Mmusi Maimane, chef du parti de l’Alliance démocratique, est arrivé en Israël en début de semaine pour une visite privée, centrée sur la création de relations commerciales. Il était accompagné de trois députés de son parti, dont Michael Bagraim, ancien président du Conseil des représentants juifs d’Afrique du Sud.

Maimane, qui dirige l’opposition sud-africaine depuis 2014, a rencontré son homologue israélien Isaac Herzog, le maire de Jérusalem Nir Barkat, et plusieurs membres du ministère des Affaires étrangères. Sa visite était prévue depuis janvier par le ministère des Affaires étrangères.

Ce dernier et l’ambassade sud-africaine à Tel Aviv n’ont pas souhaité commenter la visite de Maimane. Le chef de l’opposition sud-africaine a décliné les demandes d’interviews.

Dimanche, le président sud-africain Jacob Zuma, président du parti au pouvoir, l’African National Congress (ANC), a réaffirmé sa politique en appelant les politiciens à ne pas se rendre en Israël.

Le président de l'Afrique du Sud et du Congrès national africain (ANC), Jacob Zuma, à Port Elizabeth, en Afrique du Sud, le 16 avril 2016. (Crédit : Michael Sheehan/AFP)

Le président de l’Afrique du Sud et du Congrès national africain (ANC), Jacob Zuma, à Port Elizabeth, en Afrique du Sud, le 16 avril 2016. (Crédit : Michael Sheehan/AFP)

« Le peuple de Palestine continue de souffrir, au nom de sa quête légitime d’autodétermination, et l’ANC appelle à la solidarité et au soutien à sa cause », a déclaré Zuma dans son discours traditionnel du 8 janvier. « Nous réaffirmons nos directives, et déconseillons fermement de voyager en Israël pour des motifs autres que la promotion de la paix dans la région. »

Durant le discours du 8 janvier 2016, Zuma a affirmé que le parti déconseillait « aux chefs de l’ANC, à ses membres et à ses députés de se rendre en Israël pour des raisons commerciales ou personnelles ».

Tous les ans, des dizaines de milliers de Sud-Africains ne tiennent pas compte de cette instruction, selon un responsable israélien.

Il a affirmé au Times of Israel, sous couvert d’anonymat, qu’il voyait d’un très bon œil le fait que « Maimane et trois membres du parti de l’Alliance démocrate viennent une semaine pour voir le meilleur aspect d’Israël. »

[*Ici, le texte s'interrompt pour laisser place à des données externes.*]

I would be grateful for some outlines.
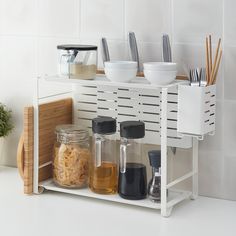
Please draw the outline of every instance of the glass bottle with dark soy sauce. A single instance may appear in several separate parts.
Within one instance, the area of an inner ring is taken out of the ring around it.
[[[161,151],[148,152],[150,165],[152,167],[152,178],[148,184],[148,197],[153,202],[161,201]]]
[[[121,122],[120,136],[119,195],[129,200],[144,199],[147,196],[146,166],[142,164],[145,125],[141,121]]]

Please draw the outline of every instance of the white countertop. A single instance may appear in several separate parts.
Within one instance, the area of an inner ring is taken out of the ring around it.
[[[0,168],[2,236],[205,236],[236,235],[236,202],[199,197],[173,209],[170,218],[155,210],[47,192],[23,194],[14,168]]]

« Pour eux, c’est l’occasion de voir les nombreuses possibilités de collaboration entre Israël et l’Afrique du Sud. Le fait qu’un dirigeant sud-africain, tout comme 30 000 Sud-Africains en 2016, ne tiennent pas compte du conseil stupide et autodestructeur de l’ANC d’il y a quelques jours, est un excellent message, qui montre une vision différente et plus équilibrée. »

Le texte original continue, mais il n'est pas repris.